Don’t panic. Stay calm. She thought of Danny’s steady hand on her arm. His warm gaze giving her strength. “Me? Don’t be ridiculous, Yuri.”
“I am never ridiculous. Only serious. You should remember that, little fish.” From any other man, such a statement might be flirtatious. Yuri Medvedev was not any other man. He was not any other bear.
As if she’d ever forgotten that. Yulia was proud of herself for not betraying a single hint of her inner turmoil as she reached for the ever-present bottle of Mamont and poured Yuri a shot. Tonic be damned. It was easier still to swipe a glass from the stack just beyond a human patron’s reach and pour herself one as well. “What are you so serious about today, then? What have I done that requires your attention?”
“It is not what you have done. It is what you will do.” Yuri could have said more. Explained. But that would ruin the suspense.
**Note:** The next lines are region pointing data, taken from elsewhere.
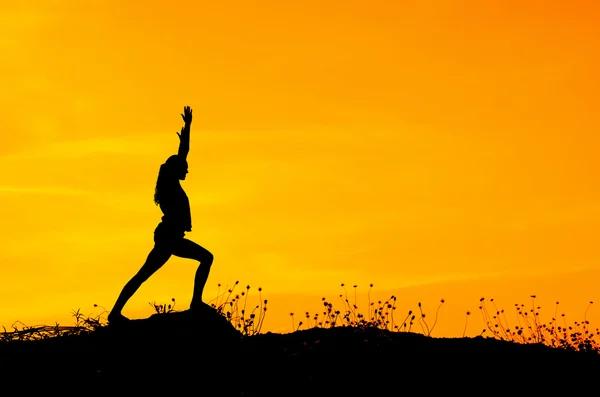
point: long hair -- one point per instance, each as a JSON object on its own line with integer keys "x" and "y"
{"x": 167, "y": 175}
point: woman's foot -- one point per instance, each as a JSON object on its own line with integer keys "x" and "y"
{"x": 117, "y": 318}
{"x": 199, "y": 306}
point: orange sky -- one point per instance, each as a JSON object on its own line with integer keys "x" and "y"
{"x": 438, "y": 149}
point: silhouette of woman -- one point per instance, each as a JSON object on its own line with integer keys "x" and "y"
{"x": 169, "y": 234}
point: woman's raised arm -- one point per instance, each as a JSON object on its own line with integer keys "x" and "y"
{"x": 184, "y": 136}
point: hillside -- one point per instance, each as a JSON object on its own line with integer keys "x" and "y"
{"x": 202, "y": 354}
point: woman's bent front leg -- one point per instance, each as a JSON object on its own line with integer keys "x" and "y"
{"x": 190, "y": 250}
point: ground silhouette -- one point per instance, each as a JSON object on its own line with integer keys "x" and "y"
{"x": 201, "y": 353}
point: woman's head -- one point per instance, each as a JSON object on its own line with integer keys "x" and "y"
{"x": 173, "y": 170}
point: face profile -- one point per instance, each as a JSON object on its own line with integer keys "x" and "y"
{"x": 182, "y": 171}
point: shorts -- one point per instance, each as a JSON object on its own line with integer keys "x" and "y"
{"x": 165, "y": 233}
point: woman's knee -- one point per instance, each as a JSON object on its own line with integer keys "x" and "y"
{"x": 207, "y": 258}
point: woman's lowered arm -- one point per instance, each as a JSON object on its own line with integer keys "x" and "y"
{"x": 184, "y": 136}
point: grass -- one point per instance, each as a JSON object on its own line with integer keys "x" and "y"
{"x": 248, "y": 318}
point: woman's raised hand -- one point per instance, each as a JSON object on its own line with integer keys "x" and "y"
{"x": 187, "y": 115}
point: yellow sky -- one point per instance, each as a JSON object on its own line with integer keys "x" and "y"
{"x": 438, "y": 149}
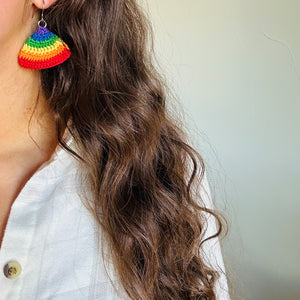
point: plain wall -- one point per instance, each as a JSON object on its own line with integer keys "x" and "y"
{"x": 235, "y": 65}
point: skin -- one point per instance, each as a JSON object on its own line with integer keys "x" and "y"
{"x": 20, "y": 156}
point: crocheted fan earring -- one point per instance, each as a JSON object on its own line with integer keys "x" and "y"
{"x": 43, "y": 49}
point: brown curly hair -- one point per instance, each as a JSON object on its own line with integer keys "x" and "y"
{"x": 141, "y": 173}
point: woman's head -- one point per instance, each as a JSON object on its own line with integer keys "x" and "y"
{"x": 138, "y": 169}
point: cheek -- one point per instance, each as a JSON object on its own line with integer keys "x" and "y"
{"x": 11, "y": 18}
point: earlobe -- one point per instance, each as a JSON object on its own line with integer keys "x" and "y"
{"x": 47, "y": 3}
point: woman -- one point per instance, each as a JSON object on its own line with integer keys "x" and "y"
{"x": 96, "y": 177}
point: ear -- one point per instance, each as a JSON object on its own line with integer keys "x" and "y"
{"x": 39, "y": 3}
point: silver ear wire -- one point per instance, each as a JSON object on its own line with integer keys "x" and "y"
{"x": 42, "y": 17}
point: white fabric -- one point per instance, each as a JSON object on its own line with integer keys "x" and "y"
{"x": 54, "y": 238}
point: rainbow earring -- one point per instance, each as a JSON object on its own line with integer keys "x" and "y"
{"x": 43, "y": 49}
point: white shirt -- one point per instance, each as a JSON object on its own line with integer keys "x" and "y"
{"x": 50, "y": 243}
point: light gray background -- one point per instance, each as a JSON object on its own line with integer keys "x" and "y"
{"x": 235, "y": 65}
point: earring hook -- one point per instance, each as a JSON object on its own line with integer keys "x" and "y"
{"x": 42, "y": 17}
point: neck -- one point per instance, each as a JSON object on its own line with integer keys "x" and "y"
{"x": 24, "y": 111}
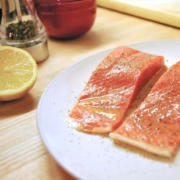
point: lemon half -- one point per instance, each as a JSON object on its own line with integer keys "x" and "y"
{"x": 18, "y": 73}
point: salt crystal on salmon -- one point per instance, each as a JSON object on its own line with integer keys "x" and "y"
{"x": 155, "y": 125}
{"x": 112, "y": 88}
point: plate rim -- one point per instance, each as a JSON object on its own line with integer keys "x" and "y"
{"x": 65, "y": 166}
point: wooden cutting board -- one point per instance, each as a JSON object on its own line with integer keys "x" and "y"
{"x": 162, "y": 11}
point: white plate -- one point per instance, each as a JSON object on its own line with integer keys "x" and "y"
{"x": 94, "y": 157}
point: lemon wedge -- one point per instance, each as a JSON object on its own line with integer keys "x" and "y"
{"x": 18, "y": 73}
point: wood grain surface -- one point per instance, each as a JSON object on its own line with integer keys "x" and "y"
{"x": 22, "y": 153}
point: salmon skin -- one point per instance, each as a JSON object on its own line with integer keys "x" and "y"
{"x": 155, "y": 124}
{"x": 112, "y": 88}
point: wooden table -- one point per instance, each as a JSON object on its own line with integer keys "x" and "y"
{"x": 22, "y": 153}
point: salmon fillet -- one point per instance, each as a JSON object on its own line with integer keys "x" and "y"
{"x": 155, "y": 125}
{"x": 112, "y": 88}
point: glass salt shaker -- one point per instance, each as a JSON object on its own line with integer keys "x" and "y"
{"x": 21, "y": 27}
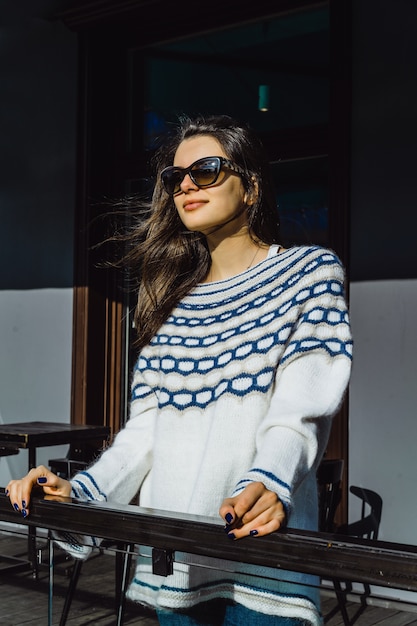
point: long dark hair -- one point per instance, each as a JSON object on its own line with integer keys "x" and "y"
{"x": 171, "y": 260}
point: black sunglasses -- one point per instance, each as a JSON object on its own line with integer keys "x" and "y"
{"x": 203, "y": 173}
Ruin these moments where he held so much power. The pleasure of it was in his voice, in the flirtation that was not with her but with death.
Perhaps her hand shook just the tiniest bit this time, as she poured again. Because the things that her brother and his henchmen could make her do… That list was endless, was it not? Endless like a scream. Was she to wake up tomorrow in a shipping container with a dozen other women? Would she be gifted to that man who’d held court with Aleksei just da
ys ago? All the blood she’d given, all the loyalty and time, and it would never be enough. Her body, her soul, her life were all still commodities.
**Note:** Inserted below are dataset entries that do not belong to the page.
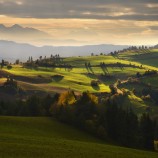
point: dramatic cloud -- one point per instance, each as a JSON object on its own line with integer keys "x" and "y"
{"x": 82, "y": 9}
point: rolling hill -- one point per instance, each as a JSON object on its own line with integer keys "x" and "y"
{"x": 42, "y": 137}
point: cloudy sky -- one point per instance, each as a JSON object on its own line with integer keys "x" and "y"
{"x": 79, "y": 22}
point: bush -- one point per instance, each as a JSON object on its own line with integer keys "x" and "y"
{"x": 9, "y": 67}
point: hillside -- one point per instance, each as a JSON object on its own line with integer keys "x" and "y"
{"x": 51, "y": 80}
{"x": 44, "y": 137}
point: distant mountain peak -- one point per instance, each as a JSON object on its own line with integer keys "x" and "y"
{"x": 16, "y": 26}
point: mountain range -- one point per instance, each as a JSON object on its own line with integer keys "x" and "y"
{"x": 11, "y": 51}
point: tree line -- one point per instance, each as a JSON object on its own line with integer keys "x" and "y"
{"x": 106, "y": 120}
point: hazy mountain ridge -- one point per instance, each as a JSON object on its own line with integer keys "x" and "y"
{"x": 10, "y": 50}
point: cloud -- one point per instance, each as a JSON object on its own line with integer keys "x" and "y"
{"x": 82, "y": 9}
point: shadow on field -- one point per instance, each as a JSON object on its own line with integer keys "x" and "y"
{"x": 57, "y": 78}
{"x": 97, "y": 88}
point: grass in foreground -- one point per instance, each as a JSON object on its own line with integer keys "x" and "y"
{"x": 22, "y": 137}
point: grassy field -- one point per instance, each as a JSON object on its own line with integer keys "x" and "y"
{"x": 42, "y": 137}
{"x": 79, "y": 78}
{"x": 146, "y": 58}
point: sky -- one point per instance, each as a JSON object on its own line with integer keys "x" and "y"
{"x": 81, "y": 22}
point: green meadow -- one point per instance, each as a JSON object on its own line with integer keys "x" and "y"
{"x": 26, "y": 137}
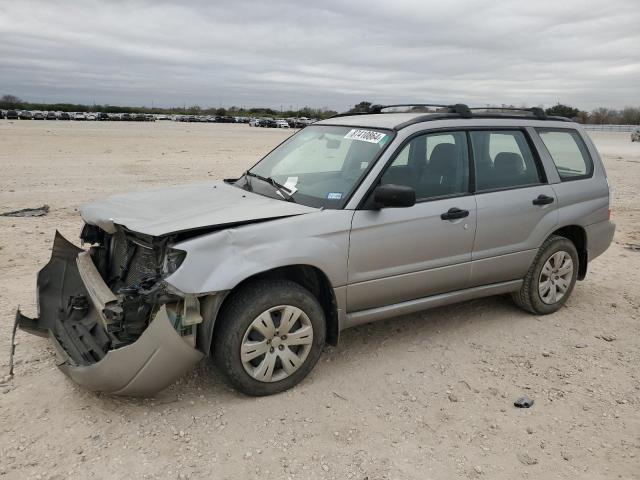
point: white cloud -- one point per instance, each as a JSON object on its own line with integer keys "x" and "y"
{"x": 330, "y": 53}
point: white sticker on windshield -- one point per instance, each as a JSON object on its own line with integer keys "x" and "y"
{"x": 365, "y": 135}
{"x": 290, "y": 184}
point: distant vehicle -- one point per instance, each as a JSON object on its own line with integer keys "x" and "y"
{"x": 268, "y": 123}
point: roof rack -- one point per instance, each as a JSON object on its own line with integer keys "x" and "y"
{"x": 459, "y": 108}
{"x": 537, "y": 111}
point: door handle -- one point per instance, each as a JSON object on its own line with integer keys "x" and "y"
{"x": 542, "y": 200}
{"x": 454, "y": 213}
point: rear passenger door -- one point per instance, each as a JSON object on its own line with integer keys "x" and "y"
{"x": 516, "y": 207}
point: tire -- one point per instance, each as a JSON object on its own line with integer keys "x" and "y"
{"x": 240, "y": 327}
{"x": 530, "y": 297}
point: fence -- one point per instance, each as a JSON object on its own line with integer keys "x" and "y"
{"x": 610, "y": 128}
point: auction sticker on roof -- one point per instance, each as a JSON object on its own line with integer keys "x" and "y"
{"x": 365, "y": 135}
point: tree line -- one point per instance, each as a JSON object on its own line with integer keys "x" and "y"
{"x": 600, "y": 115}
{"x": 11, "y": 102}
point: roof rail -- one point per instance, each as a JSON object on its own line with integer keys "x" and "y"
{"x": 459, "y": 108}
{"x": 536, "y": 111}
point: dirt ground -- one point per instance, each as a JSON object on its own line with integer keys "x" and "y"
{"x": 425, "y": 396}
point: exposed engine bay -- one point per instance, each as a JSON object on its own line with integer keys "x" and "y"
{"x": 133, "y": 266}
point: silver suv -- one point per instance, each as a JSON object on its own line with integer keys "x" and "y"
{"x": 354, "y": 219}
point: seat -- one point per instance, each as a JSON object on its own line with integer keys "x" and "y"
{"x": 440, "y": 176}
{"x": 508, "y": 170}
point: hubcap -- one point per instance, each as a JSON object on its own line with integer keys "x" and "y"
{"x": 555, "y": 277}
{"x": 276, "y": 343}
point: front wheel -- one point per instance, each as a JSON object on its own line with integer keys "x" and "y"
{"x": 270, "y": 336}
{"x": 551, "y": 277}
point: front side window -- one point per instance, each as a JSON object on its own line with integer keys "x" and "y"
{"x": 503, "y": 159}
{"x": 434, "y": 165}
{"x": 320, "y": 166}
{"x": 569, "y": 153}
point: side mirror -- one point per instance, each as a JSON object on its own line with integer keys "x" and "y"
{"x": 394, "y": 196}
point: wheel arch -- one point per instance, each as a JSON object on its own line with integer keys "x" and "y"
{"x": 578, "y": 236}
{"x": 307, "y": 276}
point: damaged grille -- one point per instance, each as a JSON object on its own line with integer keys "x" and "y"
{"x": 129, "y": 263}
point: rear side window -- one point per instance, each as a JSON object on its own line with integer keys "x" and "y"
{"x": 503, "y": 159}
{"x": 569, "y": 153}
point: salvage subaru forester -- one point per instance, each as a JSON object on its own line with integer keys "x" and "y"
{"x": 357, "y": 218}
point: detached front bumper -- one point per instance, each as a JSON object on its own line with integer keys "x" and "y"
{"x": 71, "y": 296}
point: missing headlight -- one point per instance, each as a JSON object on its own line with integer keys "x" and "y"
{"x": 173, "y": 260}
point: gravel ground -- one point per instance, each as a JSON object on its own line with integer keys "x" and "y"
{"x": 424, "y": 396}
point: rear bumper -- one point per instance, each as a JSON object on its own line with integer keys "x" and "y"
{"x": 70, "y": 302}
{"x": 599, "y": 237}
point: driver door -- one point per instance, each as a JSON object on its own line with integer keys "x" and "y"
{"x": 401, "y": 254}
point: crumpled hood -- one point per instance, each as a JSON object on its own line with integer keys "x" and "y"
{"x": 188, "y": 207}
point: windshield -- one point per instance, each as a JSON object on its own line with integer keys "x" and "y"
{"x": 319, "y": 166}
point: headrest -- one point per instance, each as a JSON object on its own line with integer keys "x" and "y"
{"x": 444, "y": 158}
{"x": 508, "y": 163}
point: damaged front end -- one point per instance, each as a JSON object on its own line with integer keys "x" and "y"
{"x": 117, "y": 326}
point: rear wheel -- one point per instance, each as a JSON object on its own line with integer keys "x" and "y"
{"x": 270, "y": 336}
{"x": 551, "y": 277}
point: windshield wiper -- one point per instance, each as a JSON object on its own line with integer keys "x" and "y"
{"x": 284, "y": 191}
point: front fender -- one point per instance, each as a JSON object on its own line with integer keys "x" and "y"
{"x": 221, "y": 260}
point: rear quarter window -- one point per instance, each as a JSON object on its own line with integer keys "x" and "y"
{"x": 568, "y": 152}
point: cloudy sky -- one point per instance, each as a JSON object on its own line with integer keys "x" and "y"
{"x": 329, "y": 53}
“Your games will not work on me, Yuri,” she murmured, buoyed by the sweet burn of vodka sliding down her throat. “Tell me what you intend, deliver your punishment, but this cat and mouse grows tiresome.”
His dark eyes glinted with an emotion that might have passed for respect. “No punishment. Consider this…a promotion. We are expecting a very important package today, and you will be tasked with its care.”
A package. She’d been embroiled in this family nightmare long enough to understand what that meant. A prisoner. Someone they did not trust to be handled by just any guard…but would gladly hand off to someone they could also control. For what was Yulia but a prisoner, too?
I’m here for you, her imaginary Danny reminded her. I will set you free.
But Yulia could not truly count on fantasy rescuers, could she? Her fate, and this mysterious package’s fate, was solely in her hands. So, she smiled. And she sat down next to a killer and met his brutal gaze like she’d meet a lover’s. “Oh, thank you, Yuri, for this momentous news,” she purred. “I am so happy for the extra work.”
“Are you?” Yuri bristled, both literally and figuratively, not appreciating her tone. “It sounds to me like you aren’t grateful at all, little fish.”
She lied as if her very existence depended on it. Because it did.
* * *
After an hour, Neha had no choice but to go looking for Joe. Especially after their argument. Neha couldn’t trust—especially given his lack of assurances—that he wouldn’t leave her and go after Aleksei Vasiliev and his men on his own. Maybe that had been his private plan all along. Joe Peluso had a strong streak of self-sacrifice in him, whether he realized it or not. And it was probably going to get him killed.